Jolts of electricity run through me. Acid bubbles on my skin. Seared heart ringing ears singing songs of sadness. Salted wounds. Aching soul. Need to be protected. I just want to feel safe. I am judged and exposed for the world to see. Broken and empty. Bruises heal but words never go away. I can never forget who I used to be but will never be loved for who I am.
*Constantly having the soundtrack of my past on repeat and I can never find the power switch. My past will never be silent. Its not me the ghosts of my past haunting me- its him. They rattle their chains in his mind and he can never outrun their haunting melody* Shaking him down until he has no choice but to unleash them on me.
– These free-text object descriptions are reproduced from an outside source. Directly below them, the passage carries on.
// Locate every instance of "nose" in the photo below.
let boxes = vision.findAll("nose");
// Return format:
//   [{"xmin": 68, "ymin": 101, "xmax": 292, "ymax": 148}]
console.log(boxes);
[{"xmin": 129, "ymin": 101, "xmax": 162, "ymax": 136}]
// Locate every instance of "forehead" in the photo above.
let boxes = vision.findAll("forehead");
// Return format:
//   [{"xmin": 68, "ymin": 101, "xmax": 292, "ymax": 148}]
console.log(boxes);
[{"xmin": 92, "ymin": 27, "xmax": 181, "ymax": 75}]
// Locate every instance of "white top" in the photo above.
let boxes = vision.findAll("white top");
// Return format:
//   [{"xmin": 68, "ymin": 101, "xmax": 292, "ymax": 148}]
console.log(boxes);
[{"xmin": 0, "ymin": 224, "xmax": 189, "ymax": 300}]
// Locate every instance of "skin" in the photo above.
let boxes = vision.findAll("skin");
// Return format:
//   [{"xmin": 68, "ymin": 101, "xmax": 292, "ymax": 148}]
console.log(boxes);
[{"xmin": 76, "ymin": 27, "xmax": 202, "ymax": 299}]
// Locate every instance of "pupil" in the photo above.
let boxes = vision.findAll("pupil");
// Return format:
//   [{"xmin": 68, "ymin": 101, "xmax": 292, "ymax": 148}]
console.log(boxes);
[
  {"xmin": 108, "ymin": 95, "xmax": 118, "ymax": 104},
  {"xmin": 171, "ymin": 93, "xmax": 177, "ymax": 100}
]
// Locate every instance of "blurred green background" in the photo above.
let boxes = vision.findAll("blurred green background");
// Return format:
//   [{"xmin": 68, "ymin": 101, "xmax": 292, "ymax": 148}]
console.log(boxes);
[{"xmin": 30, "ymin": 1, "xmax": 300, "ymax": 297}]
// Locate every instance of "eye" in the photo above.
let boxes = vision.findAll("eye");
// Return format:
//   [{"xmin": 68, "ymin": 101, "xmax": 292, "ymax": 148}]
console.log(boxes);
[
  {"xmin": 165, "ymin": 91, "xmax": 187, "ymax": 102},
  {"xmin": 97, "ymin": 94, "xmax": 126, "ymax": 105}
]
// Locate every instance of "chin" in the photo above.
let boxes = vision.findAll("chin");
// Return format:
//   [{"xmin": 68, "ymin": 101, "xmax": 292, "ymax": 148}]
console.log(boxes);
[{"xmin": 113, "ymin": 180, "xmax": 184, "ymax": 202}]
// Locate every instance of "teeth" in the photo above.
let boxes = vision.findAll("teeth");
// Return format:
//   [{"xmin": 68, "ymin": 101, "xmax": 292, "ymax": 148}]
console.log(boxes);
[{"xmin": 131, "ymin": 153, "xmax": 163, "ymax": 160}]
I am alone. I can’t run. The storm is all around me. Cold and dark the words pound down like sleet and hail beating, bashing, slashing me down. I am in a vortex. Everything goes black. When I come to, I am surrounded by destruction. Piles of pain are everywhere. My eyes burn my chest is aching. Nothing is clear. Nothing is fair. The ghosts of my pasts are giving wicked grins knowing they’ve had another victory.
I am publishing this because I want to be as transparent as I can with y’all. Domestic violence is NEVER OK, but it happens everyday. An abusive relationship is one of the loneliest places you can be. Fearful to stay, but terrified to leave.
I thank my God everyday for the hedge of protection He placed around me and my daughters. I am more than abundantly grateful my daughters were not direct victims of the darkness. We are completely out of the darkness, and living our best lives.
Although I do not want my entire blog to be focused around domestic violence, I do want to let you know you are not alone. Its real and its raw and its no respecter of age, race, gender, social status, or economic status. Speak up and speak out I am always here to listen. Be someone’s voice if they don’t have their own.
Thank you for letting me share my story. I am honored and humbled.